Le récépissé a quelque chose d’inquiétant, de mon point de vue. Raisonnons par l’absurde : un individu qui aurait l’intention de perpétrer un acte délictueux n’aurait qu’à provoquer un matin, de bonne heure, un contrôle d’identité pour se voir délivrer un récépissé ; il aurait ensuite un blanc-seing pour l’ensemble de la journée et pourrait se livrer en toute liberté à ses activités répréhensibles.

Je ne comprends pas votre obstination à considérer que les contrôles d’identité comportent des risques d’atteinte aux droits de la personne. Ne pouvons-nous pas accepter simplement que les policiers fassent leur travail, c’est-à-dire assurer la sécurité de nos concitoyens ?

M. le rapporteur. Clarifions tout de suite les choses : le récépissé ne vaudra pas pièce justificative pour éviter d’être contrôlé une nouvelle fois. L’argument que vous venez d’utiliser n’est pas pertinent, monsieur Masson.

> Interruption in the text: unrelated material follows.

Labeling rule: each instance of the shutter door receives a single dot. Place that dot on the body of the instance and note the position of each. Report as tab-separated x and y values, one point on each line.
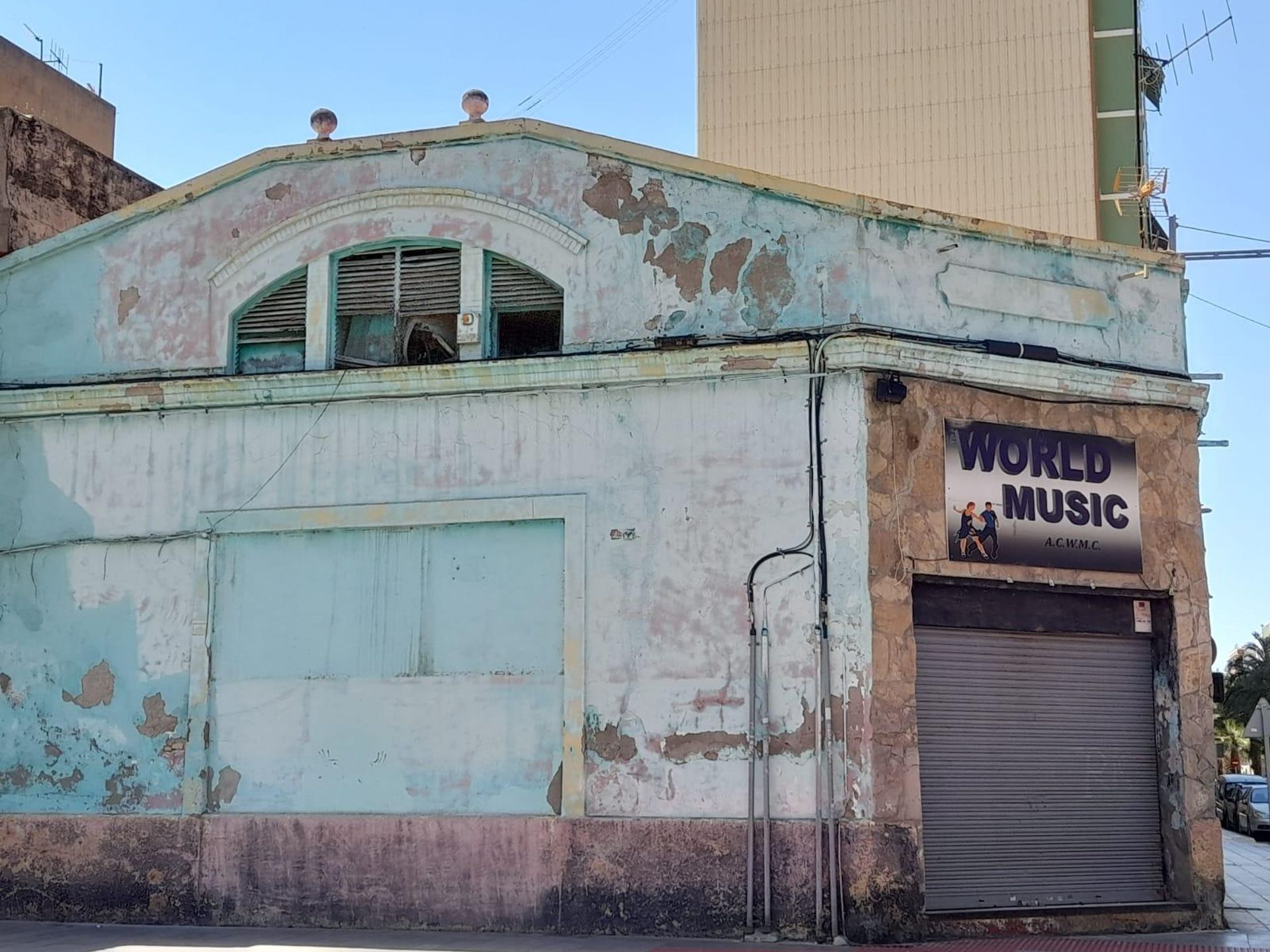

« Quelle humiliation y a-t-il à devoir justifier son identité ? » demandez-vous. J’aimerais savoir ce que vous ressentiriez si, tous les deux jours, les mêmes équipes de policiers vous contrôlaient à la sortie de votre domicile, sans aucune raison. Vis-à-vis de vos voisins, de votre entourage, de votre famille, ne croyez-vous que l’image que renverraient ces contrôles à répétition serait une humiliation pour vous ? Le problème est là. Je m’en suis déjà expliqué ce matin et je regrette à cet égard que la discussion générale ait été dissociée de la discussion des amendements. Quand dans le métro vous voyez des gens contrôlés par les policiers, personne ne peut s’empêcher de se dire qu’ils ont fait quelque chose, or ces gens ont souvent une couleur de peau qui n’est pas blanche. Voilà la réalité ! Les statistiques montrent cependant que 95 % des personnes faisant l’objet d’un contrôle d’identité n’ont rien à se reprocher. Il ne s’agit pas pour nous de soupçonner les policiers. Nous ne cherchons pas à supprimer les contrôles d’identité mais à les améliorer pour les rendre plus efficaces.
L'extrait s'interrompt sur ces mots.